Integer的值无效

时间:2016-03-12 14:38:51

标签: ruby

此代码:

my_name = 'Alessandro Tegagni'
my_age = '31'
my_height = '170 '#cm
my_weight = '82 '#kg
my_eyes = 'Brown'
my_teeth = 'White'
my_hair = 'Brown'

puts "let is talk about %s." % my_name
puts "he is %d cm tall." % my_height
puts "he is %d kg heavy." % my_weight
puts "actually that is not too heavy."
puts "he is got %s eyes and %s hair." % [my_eyes,my_hair]
puts "his teeth are usually %s depending on the coffee or tea" % my_teeth

puts "if I add %d, %d, and %d I get %d." % [my_age,my_height,my_weight,my_age+my_height+my_weight]

引发错误:

:17:in `%': invalid value for Integer(): "31170 82 " (ArgumentError)

错误是什么?

4 个答案:

答案 0 :(得分:2)

问题在于您将变量定义为字符串。在字符串上使用+连接它们,这就是您在31170 82中看到的内容。要解决此问题,请将整数值分配给变量,而不是字符串:

my_name = 'Alessandro Tegagni'
my_age = 31
my_height = 170 #cm
my_weight = 82 #kg
my_eyes = 'Brown'
my_teeth = 'White'
my_hair = 'Brown'

这足以让您的代码正常运行。

答案 1 :(得分:0)

my_age = 31
my_height = 170 #cm
my_weight = 82 #kg

https://ideone.com/KYWgJK

只需在你的int周围删除'',一切正常。

答案 2 :(得分:0)

排队:

puts "if I add %d, %d, and %d I get %d." % [my_age,my_height,my_weight,my_age+my_height+my_weight]
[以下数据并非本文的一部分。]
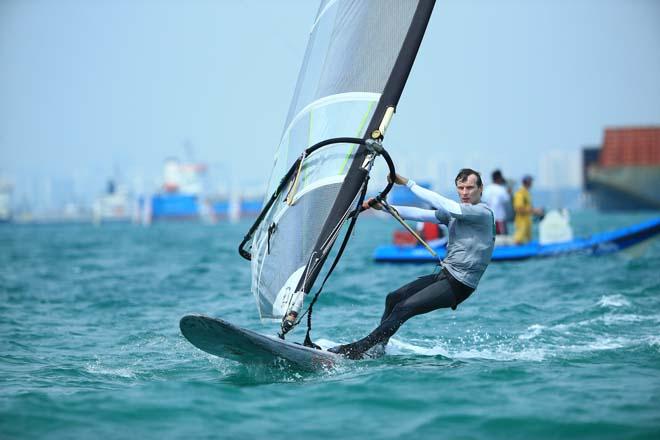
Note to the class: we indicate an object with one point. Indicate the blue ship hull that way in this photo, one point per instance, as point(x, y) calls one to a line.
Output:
point(597, 244)
point(174, 207)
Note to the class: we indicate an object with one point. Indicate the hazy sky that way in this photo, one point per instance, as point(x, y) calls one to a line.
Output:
point(90, 87)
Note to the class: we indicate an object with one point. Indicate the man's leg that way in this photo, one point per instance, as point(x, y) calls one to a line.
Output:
point(436, 295)
point(406, 291)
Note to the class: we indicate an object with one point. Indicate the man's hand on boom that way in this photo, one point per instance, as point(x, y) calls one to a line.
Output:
point(400, 180)
point(372, 203)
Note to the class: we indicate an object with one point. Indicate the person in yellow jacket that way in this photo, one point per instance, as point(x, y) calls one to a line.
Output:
point(522, 206)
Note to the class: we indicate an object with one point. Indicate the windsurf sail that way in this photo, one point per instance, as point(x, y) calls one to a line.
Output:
point(357, 61)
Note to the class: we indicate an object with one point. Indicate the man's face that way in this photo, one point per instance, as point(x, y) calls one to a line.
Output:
point(468, 191)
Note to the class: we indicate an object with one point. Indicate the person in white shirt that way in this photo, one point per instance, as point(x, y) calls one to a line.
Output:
point(497, 196)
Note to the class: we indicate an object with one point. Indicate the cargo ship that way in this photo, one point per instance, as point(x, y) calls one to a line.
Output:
point(179, 197)
point(624, 173)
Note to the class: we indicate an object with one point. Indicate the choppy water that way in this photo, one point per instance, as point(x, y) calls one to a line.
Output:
point(90, 346)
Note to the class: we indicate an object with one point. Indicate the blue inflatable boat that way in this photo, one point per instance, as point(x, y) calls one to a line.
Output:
point(597, 244)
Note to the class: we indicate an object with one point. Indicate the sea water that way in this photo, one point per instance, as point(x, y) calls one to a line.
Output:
point(90, 348)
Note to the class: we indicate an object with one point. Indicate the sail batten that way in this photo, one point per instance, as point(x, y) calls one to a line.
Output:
point(358, 54)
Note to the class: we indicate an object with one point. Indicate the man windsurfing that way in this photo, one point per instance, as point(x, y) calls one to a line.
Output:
point(469, 249)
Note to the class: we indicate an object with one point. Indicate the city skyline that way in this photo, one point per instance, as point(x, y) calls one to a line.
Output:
point(494, 86)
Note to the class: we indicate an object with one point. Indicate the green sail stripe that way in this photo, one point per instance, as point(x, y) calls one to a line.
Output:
point(360, 132)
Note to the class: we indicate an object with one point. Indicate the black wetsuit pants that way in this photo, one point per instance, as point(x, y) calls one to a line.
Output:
point(423, 295)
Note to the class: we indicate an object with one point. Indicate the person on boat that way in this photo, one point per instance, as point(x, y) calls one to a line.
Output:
point(498, 196)
point(469, 249)
point(524, 210)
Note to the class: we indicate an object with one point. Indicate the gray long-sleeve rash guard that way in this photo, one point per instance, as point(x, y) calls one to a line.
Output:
point(471, 232)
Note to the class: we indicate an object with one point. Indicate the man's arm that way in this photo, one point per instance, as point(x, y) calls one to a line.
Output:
point(416, 214)
point(434, 198)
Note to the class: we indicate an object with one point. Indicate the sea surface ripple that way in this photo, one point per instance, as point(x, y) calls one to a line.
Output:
point(555, 348)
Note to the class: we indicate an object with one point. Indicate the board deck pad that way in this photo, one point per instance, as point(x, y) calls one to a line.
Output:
point(226, 340)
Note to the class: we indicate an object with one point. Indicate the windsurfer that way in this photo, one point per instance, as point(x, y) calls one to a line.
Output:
point(469, 249)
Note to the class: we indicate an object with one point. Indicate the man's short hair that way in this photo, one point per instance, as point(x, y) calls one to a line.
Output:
point(464, 173)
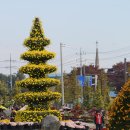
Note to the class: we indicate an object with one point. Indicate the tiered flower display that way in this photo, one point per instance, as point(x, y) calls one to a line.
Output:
point(39, 97)
point(120, 110)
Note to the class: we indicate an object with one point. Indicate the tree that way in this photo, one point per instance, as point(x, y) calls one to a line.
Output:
point(39, 97)
point(120, 109)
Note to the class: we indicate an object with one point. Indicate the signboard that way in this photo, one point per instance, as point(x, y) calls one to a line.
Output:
point(80, 80)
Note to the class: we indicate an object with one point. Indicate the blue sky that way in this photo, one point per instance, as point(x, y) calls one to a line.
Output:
point(75, 23)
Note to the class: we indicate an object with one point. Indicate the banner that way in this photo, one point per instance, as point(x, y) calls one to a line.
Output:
point(80, 80)
point(88, 80)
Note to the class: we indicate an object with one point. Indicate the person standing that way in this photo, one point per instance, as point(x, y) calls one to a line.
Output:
point(98, 120)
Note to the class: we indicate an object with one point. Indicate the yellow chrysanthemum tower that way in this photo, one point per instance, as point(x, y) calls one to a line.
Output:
point(39, 97)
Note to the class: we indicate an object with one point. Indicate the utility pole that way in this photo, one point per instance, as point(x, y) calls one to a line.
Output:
point(81, 73)
point(10, 74)
point(62, 78)
point(125, 70)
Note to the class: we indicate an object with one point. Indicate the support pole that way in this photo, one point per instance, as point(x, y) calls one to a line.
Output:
point(62, 78)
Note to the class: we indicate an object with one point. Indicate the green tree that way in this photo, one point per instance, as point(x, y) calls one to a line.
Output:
point(120, 109)
point(39, 97)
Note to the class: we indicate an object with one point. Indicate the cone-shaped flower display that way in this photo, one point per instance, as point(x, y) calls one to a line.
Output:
point(39, 97)
point(120, 110)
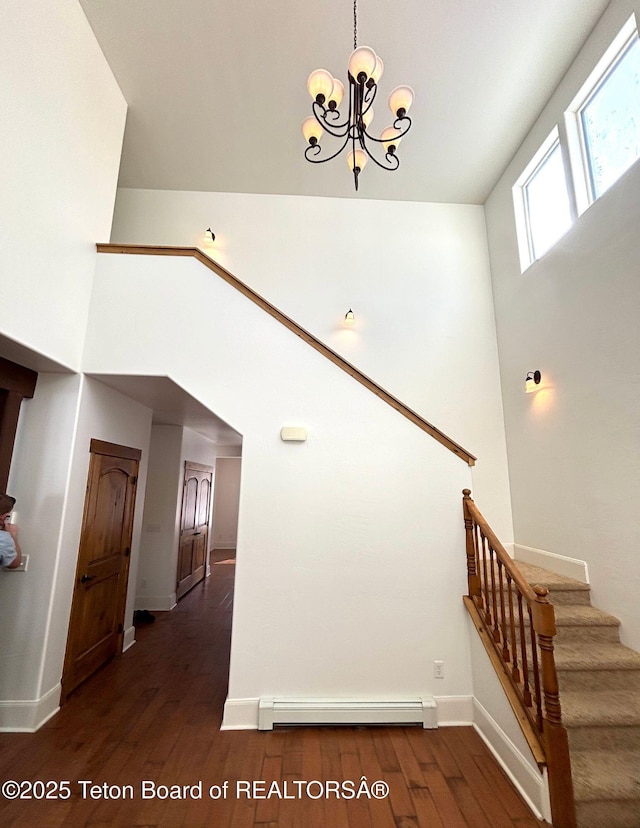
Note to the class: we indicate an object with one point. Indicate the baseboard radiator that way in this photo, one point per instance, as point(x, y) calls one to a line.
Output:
point(304, 711)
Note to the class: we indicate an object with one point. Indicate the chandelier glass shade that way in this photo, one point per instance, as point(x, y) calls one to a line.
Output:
point(353, 129)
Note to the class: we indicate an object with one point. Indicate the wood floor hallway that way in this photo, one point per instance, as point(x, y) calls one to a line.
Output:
point(154, 714)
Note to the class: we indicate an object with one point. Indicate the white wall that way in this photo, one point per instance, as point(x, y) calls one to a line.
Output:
point(573, 315)
point(156, 583)
point(416, 276)
point(171, 446)
point(48, 478)
point(61, 136)
point(497, 724)
point(335, 535)
point(225, 502)
point(39, 481)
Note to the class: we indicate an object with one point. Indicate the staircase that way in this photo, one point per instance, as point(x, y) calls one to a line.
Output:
point(599, 682)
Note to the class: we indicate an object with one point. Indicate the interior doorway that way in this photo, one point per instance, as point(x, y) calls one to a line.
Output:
point(97, 611)
point(194, 526)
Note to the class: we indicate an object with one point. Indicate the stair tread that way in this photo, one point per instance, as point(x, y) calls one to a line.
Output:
point(569, 615)
point(581, 708)
point(578, 655)
point(606, 775)
point(553, 581)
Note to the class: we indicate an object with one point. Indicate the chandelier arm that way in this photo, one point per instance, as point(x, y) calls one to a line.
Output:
point(401, 120)
point(316, 149)
point(391, 157)
point(337, 130)
point(369, 96)
point(401, 132)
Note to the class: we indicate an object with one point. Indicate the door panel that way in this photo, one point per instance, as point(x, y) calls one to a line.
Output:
point(194, 526)
point(97, 611)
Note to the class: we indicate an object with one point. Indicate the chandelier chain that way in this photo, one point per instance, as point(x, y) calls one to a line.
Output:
point(355, 24)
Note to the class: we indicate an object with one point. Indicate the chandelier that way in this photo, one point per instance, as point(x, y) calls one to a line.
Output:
point(327, 92)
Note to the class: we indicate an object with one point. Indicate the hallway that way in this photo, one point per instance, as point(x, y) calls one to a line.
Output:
point(154, 714)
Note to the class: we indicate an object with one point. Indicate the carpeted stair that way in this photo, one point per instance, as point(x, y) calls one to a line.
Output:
point(600, 696)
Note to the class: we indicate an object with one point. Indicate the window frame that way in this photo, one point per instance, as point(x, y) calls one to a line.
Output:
point(526, 244)
point(578, 151)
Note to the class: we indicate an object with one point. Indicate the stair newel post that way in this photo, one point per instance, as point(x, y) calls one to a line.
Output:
point(473, 578)
point(555, 735)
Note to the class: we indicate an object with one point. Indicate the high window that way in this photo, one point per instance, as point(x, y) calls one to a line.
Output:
point(610, 121)
point(542, 202)
point(599, 142)
point(603, 121)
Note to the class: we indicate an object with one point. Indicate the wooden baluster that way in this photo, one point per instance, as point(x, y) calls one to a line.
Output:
point(487, 594)
point(526, 691)
point(536, 670)
point(494, 599)
point(555, 735)
point(473, 578)
point(506, 655)
point(515, 672)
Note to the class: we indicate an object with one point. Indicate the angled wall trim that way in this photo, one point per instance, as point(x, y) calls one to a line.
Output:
point(315, 343)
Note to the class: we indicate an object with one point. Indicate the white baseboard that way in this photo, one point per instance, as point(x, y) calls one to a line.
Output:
point(305, 711)
point(28, 716)
point(244, 714)
point(240, 714)
point(129, 638)
point(160, 603)
point(531, 784)
point(561, 564)
point(454, 711)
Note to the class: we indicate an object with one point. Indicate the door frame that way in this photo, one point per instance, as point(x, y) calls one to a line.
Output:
point(104, 448)
point(191, 465)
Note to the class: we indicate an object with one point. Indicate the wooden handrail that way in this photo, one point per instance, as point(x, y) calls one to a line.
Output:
point(516, 623)
point(315, 343)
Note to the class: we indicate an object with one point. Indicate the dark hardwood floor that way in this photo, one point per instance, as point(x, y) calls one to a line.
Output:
point(154, 714)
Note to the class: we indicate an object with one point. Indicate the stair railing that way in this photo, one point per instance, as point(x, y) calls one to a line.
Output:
point(516, 623)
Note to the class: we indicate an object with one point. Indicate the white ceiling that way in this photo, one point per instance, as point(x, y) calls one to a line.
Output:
point(217, 88)
point(172, 405)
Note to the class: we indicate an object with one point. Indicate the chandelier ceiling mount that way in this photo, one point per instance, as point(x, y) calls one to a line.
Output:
point(327, 92)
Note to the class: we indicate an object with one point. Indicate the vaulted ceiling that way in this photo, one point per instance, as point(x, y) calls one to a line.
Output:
point(217, 88)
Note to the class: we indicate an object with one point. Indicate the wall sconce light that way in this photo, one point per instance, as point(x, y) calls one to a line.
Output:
point(532, 381)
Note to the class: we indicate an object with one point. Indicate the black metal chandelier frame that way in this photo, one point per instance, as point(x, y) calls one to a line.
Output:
point(362, 93)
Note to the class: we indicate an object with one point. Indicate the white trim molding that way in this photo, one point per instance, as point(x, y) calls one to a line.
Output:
point(160, 603)
point(129, 638)
point(28, 716)
point(560, 564)
point(531, 784)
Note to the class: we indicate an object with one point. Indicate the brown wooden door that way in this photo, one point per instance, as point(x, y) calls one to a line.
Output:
point(194, 526)
point(97, 611)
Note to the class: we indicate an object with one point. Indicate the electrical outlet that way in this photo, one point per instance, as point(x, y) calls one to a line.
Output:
point(24, 563)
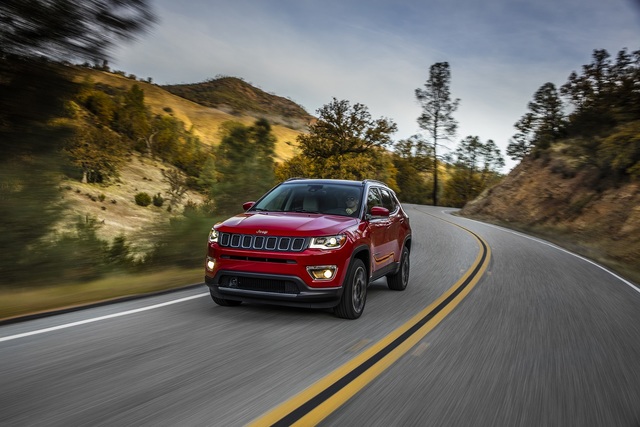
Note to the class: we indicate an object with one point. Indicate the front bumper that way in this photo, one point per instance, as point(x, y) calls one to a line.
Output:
point(275, 289)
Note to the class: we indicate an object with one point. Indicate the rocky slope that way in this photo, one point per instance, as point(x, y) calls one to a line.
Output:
point(569, 210)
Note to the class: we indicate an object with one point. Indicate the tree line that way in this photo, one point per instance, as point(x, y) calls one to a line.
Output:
point(593, 118)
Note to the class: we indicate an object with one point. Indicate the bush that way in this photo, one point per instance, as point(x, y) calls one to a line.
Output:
point(143, 199)
point(158, 200)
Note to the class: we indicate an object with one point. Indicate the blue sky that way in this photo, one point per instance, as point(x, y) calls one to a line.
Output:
point(378, 52)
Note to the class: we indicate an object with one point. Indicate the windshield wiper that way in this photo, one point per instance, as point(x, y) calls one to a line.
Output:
point(305, 211)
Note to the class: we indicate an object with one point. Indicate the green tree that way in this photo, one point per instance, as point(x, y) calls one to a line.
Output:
point(437, 112)
point(97, 152)
point(344, 140)
point(245, 165)
point(64, 30)
point(543, 124)
point(476, 167)
point(412, 159)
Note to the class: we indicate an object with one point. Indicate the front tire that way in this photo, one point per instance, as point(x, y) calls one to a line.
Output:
point(224, 302)
point(399, 280)
point(354, 295)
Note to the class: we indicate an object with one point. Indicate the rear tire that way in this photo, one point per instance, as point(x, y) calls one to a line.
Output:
point(354, 294)
point(224, 302)
point(399, 280)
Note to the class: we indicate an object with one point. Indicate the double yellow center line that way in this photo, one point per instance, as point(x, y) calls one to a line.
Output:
point(313, 404)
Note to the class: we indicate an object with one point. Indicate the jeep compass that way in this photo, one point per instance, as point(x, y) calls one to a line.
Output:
point(314, 243)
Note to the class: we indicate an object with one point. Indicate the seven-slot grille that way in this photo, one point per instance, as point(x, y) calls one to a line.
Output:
point(263, 243)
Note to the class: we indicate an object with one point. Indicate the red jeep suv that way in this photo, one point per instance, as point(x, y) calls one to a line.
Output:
point(314, 243)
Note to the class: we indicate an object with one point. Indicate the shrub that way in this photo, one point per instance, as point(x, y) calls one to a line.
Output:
point(143, 199)
point(158, 200)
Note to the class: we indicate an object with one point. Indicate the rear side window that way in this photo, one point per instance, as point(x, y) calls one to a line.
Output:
point(388, 201)
point(373, 199)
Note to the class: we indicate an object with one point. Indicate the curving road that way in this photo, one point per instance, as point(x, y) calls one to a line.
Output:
point(544, 338)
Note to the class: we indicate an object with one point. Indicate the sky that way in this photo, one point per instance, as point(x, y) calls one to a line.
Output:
point(378, 52)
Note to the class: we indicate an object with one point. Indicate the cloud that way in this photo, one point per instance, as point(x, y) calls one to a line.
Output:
point(378, 52)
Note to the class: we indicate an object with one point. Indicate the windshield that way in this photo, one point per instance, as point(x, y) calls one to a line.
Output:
point(333, 199)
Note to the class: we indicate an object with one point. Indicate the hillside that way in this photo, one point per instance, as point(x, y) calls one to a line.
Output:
point(113, 205)
point(237, 97)
point(204, 120)
point(569, 210)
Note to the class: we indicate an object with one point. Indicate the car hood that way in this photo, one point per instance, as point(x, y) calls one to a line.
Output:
point(286, 224)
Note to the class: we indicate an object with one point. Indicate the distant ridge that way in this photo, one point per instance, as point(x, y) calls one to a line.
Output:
point(235, 96)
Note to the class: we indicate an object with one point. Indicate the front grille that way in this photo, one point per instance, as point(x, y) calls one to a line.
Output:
point(259, 284)
point(263, 243)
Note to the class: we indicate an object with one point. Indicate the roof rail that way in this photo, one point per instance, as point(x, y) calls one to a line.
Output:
point(374, 181)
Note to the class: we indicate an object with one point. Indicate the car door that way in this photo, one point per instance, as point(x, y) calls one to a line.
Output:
point(392, 243)
point(382, 254)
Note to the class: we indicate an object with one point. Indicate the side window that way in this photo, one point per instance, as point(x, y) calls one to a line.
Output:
point(373, 199)
point(387, 200)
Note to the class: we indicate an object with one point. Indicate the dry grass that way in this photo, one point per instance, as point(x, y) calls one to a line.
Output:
point(118, 214)
point(34, 300)
point(204, 121)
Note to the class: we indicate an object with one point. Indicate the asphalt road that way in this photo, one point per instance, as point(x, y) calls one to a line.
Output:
point(544, 338)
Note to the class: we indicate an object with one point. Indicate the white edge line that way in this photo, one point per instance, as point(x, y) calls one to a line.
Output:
point(544, 242)
point(97, 319)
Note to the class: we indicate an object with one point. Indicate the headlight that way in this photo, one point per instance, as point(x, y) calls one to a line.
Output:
point(213, 236)
point(328, 242)
point(322, 272)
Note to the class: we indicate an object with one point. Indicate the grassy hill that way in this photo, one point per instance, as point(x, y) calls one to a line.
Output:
point(237, 97)
point(113, 204)
point(206, 120)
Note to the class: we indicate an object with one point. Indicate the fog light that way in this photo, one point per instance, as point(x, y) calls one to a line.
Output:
point(322, 272)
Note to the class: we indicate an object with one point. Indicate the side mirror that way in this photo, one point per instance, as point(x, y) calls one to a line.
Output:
point(379, 211)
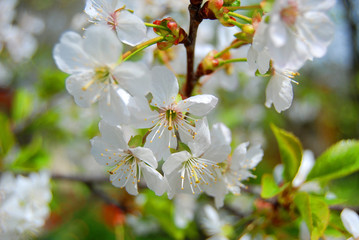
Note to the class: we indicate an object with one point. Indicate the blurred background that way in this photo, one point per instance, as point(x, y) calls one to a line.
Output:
point(42, 128)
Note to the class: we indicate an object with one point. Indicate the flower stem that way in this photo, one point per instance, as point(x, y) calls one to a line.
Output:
point(233, 45)
point(221, 63)
point(244, 7)
point(190, 42)
point(240, 25)
point(155, 26)
point(140, 47)
point(237, 15)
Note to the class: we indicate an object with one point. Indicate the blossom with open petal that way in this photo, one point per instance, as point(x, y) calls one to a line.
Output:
point(238, 167)
point(130, 29)
point(279, 90)
point(168, 114)
point(128, 164)
point(295, 31)
point(96, 73)
point(199, 170)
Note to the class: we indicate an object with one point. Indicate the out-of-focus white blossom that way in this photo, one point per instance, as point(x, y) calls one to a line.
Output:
point(212, 224)
point(199, 170)
point(23, 204)
point(294, 31)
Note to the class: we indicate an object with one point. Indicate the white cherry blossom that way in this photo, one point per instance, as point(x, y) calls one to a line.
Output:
point(279, 90)
point(169, 115)
point(212, 223)
point(128, 164)
point(23, 204)
point(238, 168)
point(130, 29)
point(295, 31)
point(97, 73)
point(350, 221)
point(199, 170)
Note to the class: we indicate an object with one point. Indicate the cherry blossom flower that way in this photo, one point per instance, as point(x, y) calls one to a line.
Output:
point(237, 167)
point(212, 224)
point(128, 164)
point(130, 29)
point(294, 31)
point(169, 115)
point(96, 74)
point(350, 221)
point(279, 90)
point(199, 170)
point(23, 204)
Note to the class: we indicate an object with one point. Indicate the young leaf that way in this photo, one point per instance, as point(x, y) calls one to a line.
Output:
point(270, 187)
point(315, 213)
point(290, 150)
point(338, 161)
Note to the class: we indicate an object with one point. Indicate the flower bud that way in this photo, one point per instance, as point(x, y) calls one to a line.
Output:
point(173, 33)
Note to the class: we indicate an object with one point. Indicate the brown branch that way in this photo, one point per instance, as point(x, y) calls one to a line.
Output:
point(190, 42)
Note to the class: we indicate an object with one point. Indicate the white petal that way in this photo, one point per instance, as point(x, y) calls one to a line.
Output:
point(318, 31)
point(279, 92)
point(305, 167)
point(350, 221)
point(316, 5)
point(174, 161)
point(104, 153)
point(146, 155)
point(278, 33)
point(102, 44)
point(221, 132)
point(69, 55)
point(252, 56)
point(263, 62)
point(198, 105)
point(141, 113)
point(113, 135)
point(113, 106)
point(130, 29)
point(133, 77)
point(239, 156)
point(164, 86)
point(154, 180)
point(85, 93)
point(160, 142)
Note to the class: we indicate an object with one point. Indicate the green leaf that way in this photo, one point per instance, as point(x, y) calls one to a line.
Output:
point(23, 105)
point(338, 161)
point(290, 150)
point(7, 139)
point(302, 202)
point(270, 187)
point(315, 213)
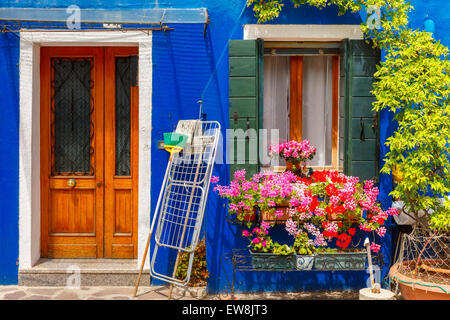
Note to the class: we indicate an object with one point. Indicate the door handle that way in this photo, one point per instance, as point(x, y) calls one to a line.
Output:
point(71, 183)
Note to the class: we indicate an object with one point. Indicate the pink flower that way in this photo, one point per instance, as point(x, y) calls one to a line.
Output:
point(381, 231)
point(291, 227)
point(294, 202)
point(279, 213)
point(375, 247)
point(392, 212)
point(265, 226)
point(233, 207)
point(256, 240)
point(319, 212)
point(245, 233)
point(239, 174)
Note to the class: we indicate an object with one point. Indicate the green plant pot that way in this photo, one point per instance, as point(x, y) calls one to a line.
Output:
point(304, 262)
point(271, 261)
point(340, 261)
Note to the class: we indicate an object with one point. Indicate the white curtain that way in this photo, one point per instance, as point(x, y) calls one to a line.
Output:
point(317, 107)
point(276, 104)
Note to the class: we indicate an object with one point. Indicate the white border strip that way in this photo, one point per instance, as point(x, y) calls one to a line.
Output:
point(29, 130)
point(302, 32)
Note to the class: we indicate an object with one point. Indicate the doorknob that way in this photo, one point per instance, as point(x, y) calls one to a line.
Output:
point(71, 183)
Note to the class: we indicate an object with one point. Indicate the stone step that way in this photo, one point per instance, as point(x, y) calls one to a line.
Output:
point(83, 272)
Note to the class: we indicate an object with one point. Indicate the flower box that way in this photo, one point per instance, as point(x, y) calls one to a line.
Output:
point(305, 262)
point(271, 261)
point(271, 217)
point(347, 217)
point(340, 261)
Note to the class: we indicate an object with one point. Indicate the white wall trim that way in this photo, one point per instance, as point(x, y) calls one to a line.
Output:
point(301, 32)
point(29, 137)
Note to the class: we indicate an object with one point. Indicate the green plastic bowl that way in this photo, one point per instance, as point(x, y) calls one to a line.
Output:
point(172, 139)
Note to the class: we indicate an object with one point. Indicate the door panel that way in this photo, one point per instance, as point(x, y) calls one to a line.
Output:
point(121, 161)
point(89, 146)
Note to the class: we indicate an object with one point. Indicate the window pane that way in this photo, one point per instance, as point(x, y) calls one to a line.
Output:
point(317, 107)
point(126, 68)
point(72, 111)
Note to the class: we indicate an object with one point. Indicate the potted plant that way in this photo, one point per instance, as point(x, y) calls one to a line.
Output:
point(414, 85)
point(305, 249)
point(267, 254)
point(241, 195)
point(199, 272)
point(295, 153)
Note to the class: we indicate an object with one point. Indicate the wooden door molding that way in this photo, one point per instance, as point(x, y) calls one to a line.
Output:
point(99, 216)
point(121, 192)
point(71, 218)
字符串中的每个%d表示法都试图通过对其应用Integer()来解释传递给它的参数。这适用于前三个参数,可以解释为整数(my_agemy_heightmy_weight)。但是使用第四个参数my_age + my_height + my_weight,值为"31170 82 ",不能解释为整数。这就是提出的错误。

答案 3 :(得分:0)

错误只是告诉您您要转换的不是整数格式内的整数。

  

:17:in'%':Integer()的值无效:“ 31170 82”(ArgumentError)

在这种情况下,删除空格将生成一个有效的整数。